(segue) Per la riforma della Costituzione
(12 maggio 1928)
[Inizio scritto]

      Siamo sul terreno dell'archeologia o della politica? O, se volete, siamo sul terreno dell'immanenza o su quello della contingenza?
      S'è mai pensato che una costituzione od uno statuto possano essere eterni e non invece temporanei? Immobili e non invece mutevoli? Ma richiamiamoci agli immortali, ai troppo immortali principi da cui tutto discende. Che cosa dice l'art. 27 della dichiarazione «des droits de l'Homme»? - «Tutte le costituzioni sono rivedibili, perché nessuna generazione ha il diritto di assoggettare alle sue leggi le generazioni che verranno».
      Vi richiamo agli immortali principi.
      Di immanente, onorevoli Senatori, di eterno, non vi sono che le leggi religiose. Il decalogo, ad esempio, è immanente, fatto da quel Mosè che Dante chiamò «legista sapiente»; dieci articoli che fanno bene per tutti i popoli, per tutte le altitudini, longitudini e latitudini. Ed anche allora fu necessario per dare seguito a questo decalogo che sul Sinai il profeta fosse quasi folgorato dalla rivelazione divina.

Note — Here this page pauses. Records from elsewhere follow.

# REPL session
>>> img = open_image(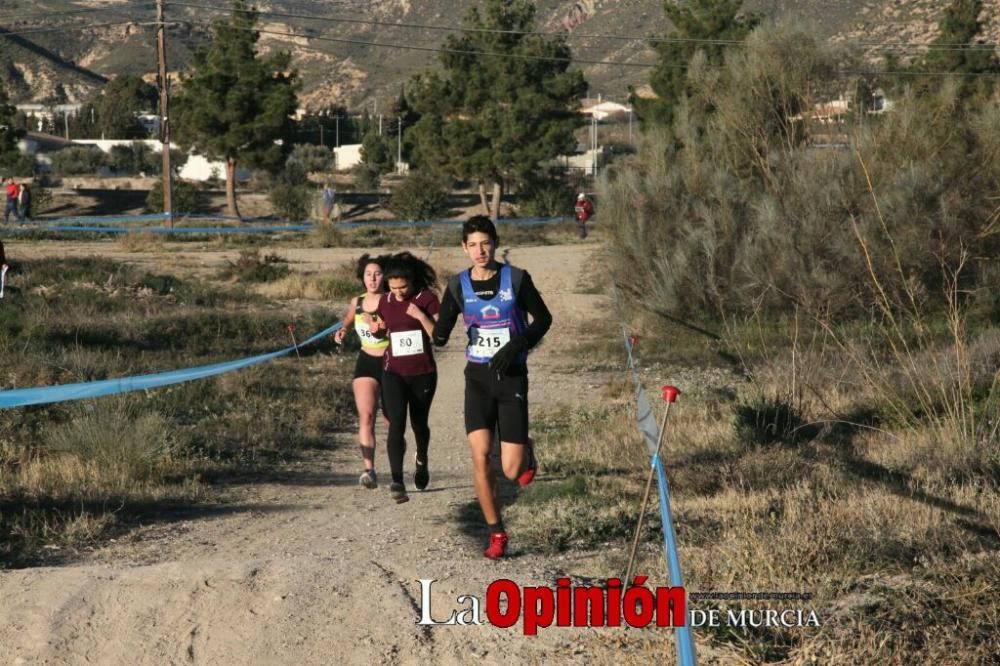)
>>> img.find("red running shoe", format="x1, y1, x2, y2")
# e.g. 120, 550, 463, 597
517, 437, 538, 488
483, 532, 507, 560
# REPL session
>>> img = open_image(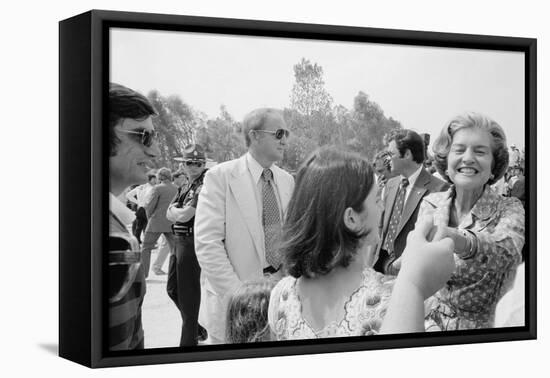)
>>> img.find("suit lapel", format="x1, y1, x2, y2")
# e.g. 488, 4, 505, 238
229, 157, 265, 261
272, 166, 292, 216
397, 168, 430, 235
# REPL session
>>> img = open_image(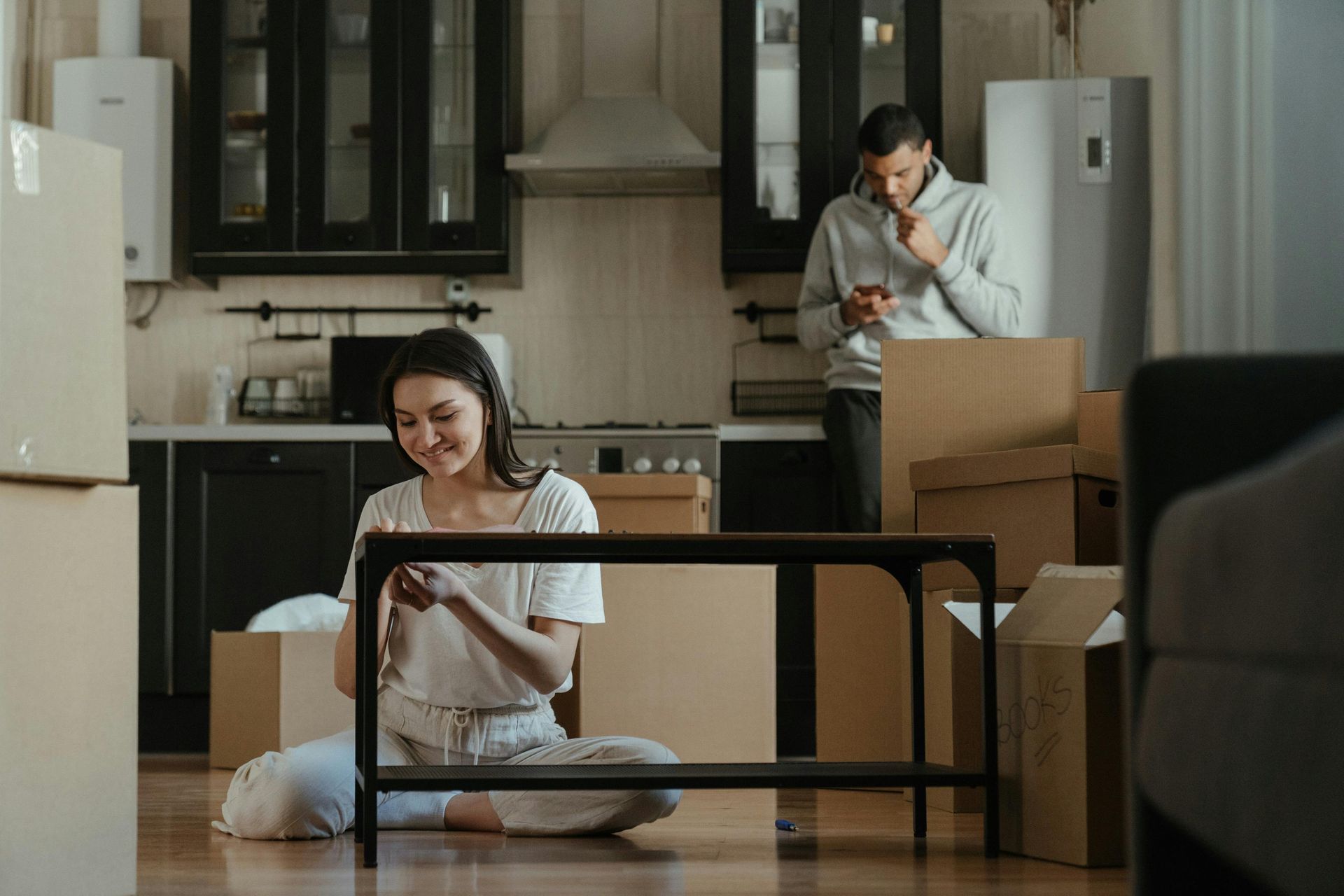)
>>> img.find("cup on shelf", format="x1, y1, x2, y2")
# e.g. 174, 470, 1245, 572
244, 376, 272, 416
272, 376, 304, 416
336, 13, 368, 47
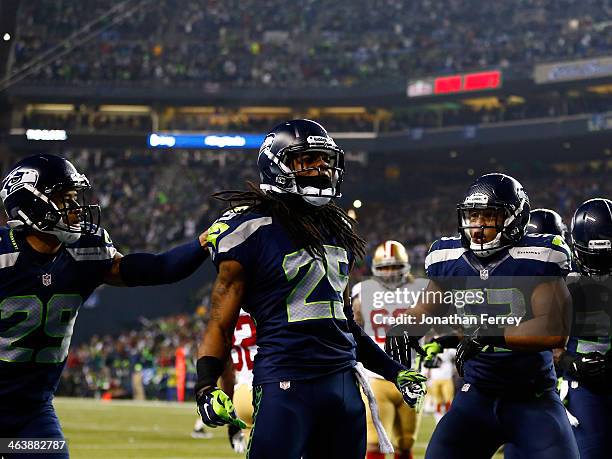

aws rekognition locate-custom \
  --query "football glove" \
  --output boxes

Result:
[196,386,246,429]
[559,352,608,384]
[455,336,486,377]
[227,424,246,454]
[385,332,426,368]
[416,340,444,368]
[395,370,427,411]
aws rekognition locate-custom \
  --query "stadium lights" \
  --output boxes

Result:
[239,107,293,115]
[98,105,151,114]
[26,129,68,141]
[176,106,216,115]
[26,104,74,113]
[321,107,367,115]
[147,132,265,150]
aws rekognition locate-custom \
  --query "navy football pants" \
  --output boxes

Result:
[425,385,578,459]
[567,383,612,459]
[247,370,366,459]
[0,401,68,459]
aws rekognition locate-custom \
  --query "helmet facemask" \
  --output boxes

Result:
[457,204,515,257]
[8,176,100,244]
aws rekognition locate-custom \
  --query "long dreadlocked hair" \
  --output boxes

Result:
[212,182,366,259]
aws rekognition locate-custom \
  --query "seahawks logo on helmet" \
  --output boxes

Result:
[0,167,38,200]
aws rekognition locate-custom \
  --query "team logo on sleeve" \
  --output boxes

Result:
[206,222,229,250]
[0,167,38,200]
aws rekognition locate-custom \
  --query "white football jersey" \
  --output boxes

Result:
[232,309,257,385]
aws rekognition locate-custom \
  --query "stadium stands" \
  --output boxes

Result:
[13,0,612,87]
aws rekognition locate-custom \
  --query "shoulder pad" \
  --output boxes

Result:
[206,209,272,254]
[508,233,571,271]
[66,227,117,261]
[0,227,19,269]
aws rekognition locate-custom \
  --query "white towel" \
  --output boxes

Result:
[355,362,395,454]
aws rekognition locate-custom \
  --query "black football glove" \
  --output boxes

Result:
[385,328,427,368]
[559,352,610,384]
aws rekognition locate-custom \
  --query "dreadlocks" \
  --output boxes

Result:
[213,182,366,259]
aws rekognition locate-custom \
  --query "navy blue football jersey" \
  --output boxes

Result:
[564,273,612,379]
[0,227,117,406]
[425,234,570,394]
[208,210,356,384]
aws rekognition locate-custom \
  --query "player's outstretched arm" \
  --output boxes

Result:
[104,232,209,287]
[504,278,572,351]
[344,288,427,407]
[195,260,246,429]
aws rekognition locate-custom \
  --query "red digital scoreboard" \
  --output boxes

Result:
[407,70,502,97]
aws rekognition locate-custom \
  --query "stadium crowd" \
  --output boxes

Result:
[0,150,612,399]
[12,0,612,89]
[58,314,204,400]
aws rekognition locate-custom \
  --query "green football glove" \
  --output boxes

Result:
[416,341,444,368]
[196,386,246,429]
[395,370,427,411]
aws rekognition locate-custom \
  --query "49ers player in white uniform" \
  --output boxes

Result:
[229,309,257,453]
[194,309,257,453]
[351,241,427,459]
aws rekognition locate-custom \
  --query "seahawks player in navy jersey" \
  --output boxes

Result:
[555,198,612,459]
[388,173,578,459]
[0,154,208,457]
[196,120,425,459]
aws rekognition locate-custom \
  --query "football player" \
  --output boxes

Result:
[0,154,208,457]
[192,309,257,454]
[555,198,612,459]
[388,173,578,459]
[527,209,567,242]
[425,346,457,423]
[228,309,257,453]
[351,241,427,459]
[196,120,424,459]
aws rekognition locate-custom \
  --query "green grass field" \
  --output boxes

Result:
[55,398,501,459]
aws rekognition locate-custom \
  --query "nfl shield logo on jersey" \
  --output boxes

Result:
[279,381,291,390]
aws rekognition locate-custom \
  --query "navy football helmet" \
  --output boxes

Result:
[527,209,567,241]
[571,198,612,276]
[257,119,344,206]
[0,154,100,244]
[457,173,531,257]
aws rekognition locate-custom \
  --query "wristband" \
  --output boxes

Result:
[194,355,223,394]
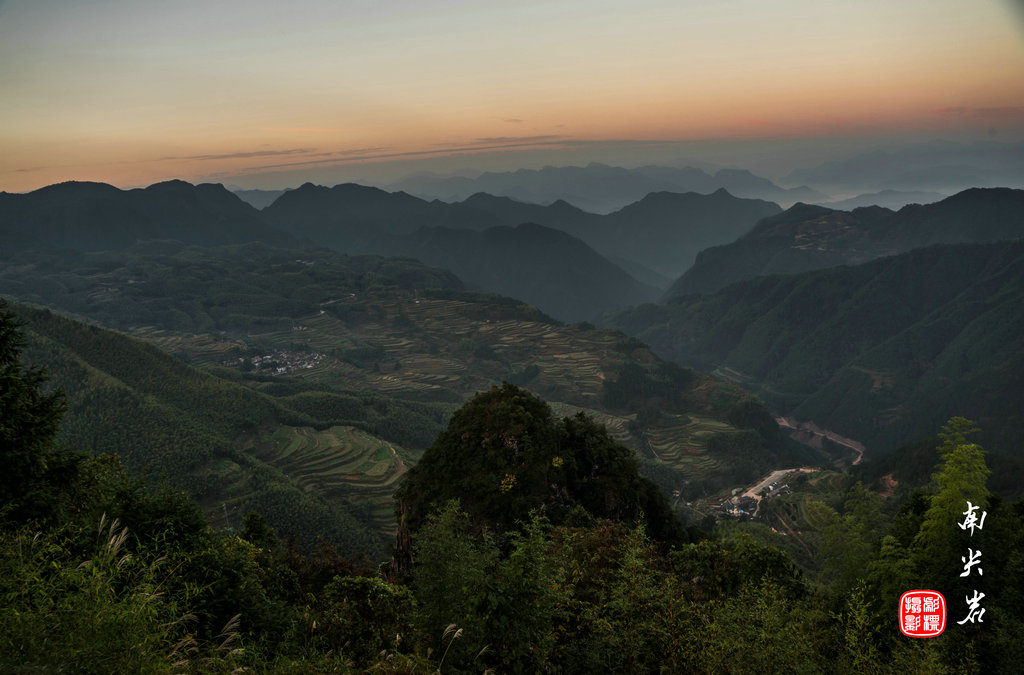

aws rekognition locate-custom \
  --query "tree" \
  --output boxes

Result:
[0,299,75,518]
[913,417,989,589]
[395,383,683,541]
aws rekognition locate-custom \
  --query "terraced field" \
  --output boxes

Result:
[645,415,734,480]
[254,426,408,535]
[134,291,761,532]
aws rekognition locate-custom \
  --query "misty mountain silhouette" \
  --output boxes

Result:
[381,223,659,322]
[665,187,1024,298]
[607,240,1024,457]
[391,163,827,213]
[0,180,295,251]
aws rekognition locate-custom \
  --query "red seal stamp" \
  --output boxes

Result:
[899,591,946,637]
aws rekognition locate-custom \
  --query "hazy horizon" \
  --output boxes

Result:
[0,0,1024,192]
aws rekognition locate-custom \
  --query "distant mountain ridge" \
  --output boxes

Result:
[608,240,1024,457]
[389,163,827,213]
[263,183,780,278]
[817,189,948,211]
[0,180,295,251]
[665,187,1024,299]
[385,223,659,322]
[784,141,1024,193]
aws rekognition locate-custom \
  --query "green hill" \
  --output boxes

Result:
[610,242,1024,455]
[665,187,1024,299]
[0,180,295,254]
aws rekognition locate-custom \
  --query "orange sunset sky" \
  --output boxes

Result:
[0,0,1024,192]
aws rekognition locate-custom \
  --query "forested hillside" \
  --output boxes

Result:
[610,242,1024,457]
[665,187,1024,299]
[0,307,1024,673]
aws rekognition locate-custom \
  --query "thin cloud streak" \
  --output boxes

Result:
[227,136,733,176]
[228,136,577,175]
[154,147,317,162]
[935,106,1024,120]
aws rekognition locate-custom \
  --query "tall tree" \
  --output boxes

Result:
[0,299,69,518]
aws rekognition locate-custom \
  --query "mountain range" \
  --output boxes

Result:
[263,183,780,280]
[389,163,827,213]
[666,187,1024,298]
[783,141,1024,193]
[607,236,1024,457]
[0,180,296,251]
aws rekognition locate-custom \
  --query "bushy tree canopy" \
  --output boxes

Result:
[396,383,682,541]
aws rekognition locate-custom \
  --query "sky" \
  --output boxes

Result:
[0,0,1024,192]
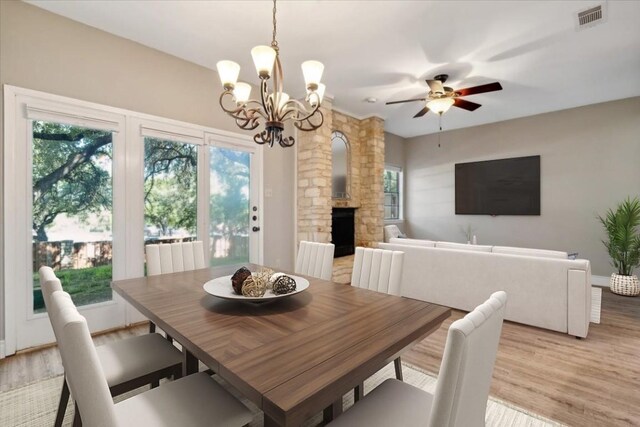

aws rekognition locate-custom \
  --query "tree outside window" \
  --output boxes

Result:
[383,167,402,220]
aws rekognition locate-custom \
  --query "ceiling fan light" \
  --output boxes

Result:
[233,82,251,105]
[302,61,324,90]
[427,98,455,114]
[216,61,240,90]
[251,46,276,78]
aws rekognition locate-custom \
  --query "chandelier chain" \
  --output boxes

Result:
[271,0,278,51]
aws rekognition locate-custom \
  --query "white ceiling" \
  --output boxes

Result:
[29,0,640,137]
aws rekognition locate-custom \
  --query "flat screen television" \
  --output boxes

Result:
[456,156,540,215]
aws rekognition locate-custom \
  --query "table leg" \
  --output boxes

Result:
[322,396,342,423]
[182,348,198,377]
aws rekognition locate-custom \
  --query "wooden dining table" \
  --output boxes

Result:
[112,264,451,426]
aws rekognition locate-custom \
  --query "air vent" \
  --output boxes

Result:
[578,5,605,29]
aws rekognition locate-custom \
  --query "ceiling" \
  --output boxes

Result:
[29,0,640,137]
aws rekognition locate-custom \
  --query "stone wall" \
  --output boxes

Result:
[296,99,333,243]
[356,117,384,246]
[297,99,384,246]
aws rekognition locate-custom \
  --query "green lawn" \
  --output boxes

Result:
[33,265,112,313]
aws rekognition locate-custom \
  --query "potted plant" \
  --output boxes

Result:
[598,197,640,296]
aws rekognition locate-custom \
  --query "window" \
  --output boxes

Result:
[383,166,402,220]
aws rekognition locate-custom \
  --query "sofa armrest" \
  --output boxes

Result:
[567,267,591,338]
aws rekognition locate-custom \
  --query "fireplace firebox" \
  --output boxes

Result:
[331,208,355,258]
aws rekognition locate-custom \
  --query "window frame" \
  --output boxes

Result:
[382,165,404,223]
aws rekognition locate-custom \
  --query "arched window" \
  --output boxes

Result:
[331,131,351,199]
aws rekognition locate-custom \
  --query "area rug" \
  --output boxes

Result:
[591,286,602,323]
[0,364,563,427]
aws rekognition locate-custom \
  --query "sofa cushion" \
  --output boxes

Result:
[492,246,568,259]
[436,242,491,252]
[389,237,436,248]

      Si aggiunga «uno dei fenomeni più interessanti», che, malgrado ciò, il decalogo, ispirato al monoteismo, fu un fenomeno unico nella storia del mondo antico, perché la Grecia continuò nel suo gaietto politeismo è Roma ebbe la sua non meno gaia, ma sempre politeista religione. Le costituzioni non sono che degli organi strumentali, risultati di determinate circostanze storiche, delle quali seguono lo sviluppo, la nascita, il declino.
      Ma poi, onorevoli signori, questo Statuto è stato forse fatto da una accolta di profeti? Ma niente affatto! Lo Statuto è stato fatto da alcuni signori che si sono raccolti attorno ad un tavolo. Essi hanno lasciato dei verbali che non erano conosciuti se non in numero di cinque.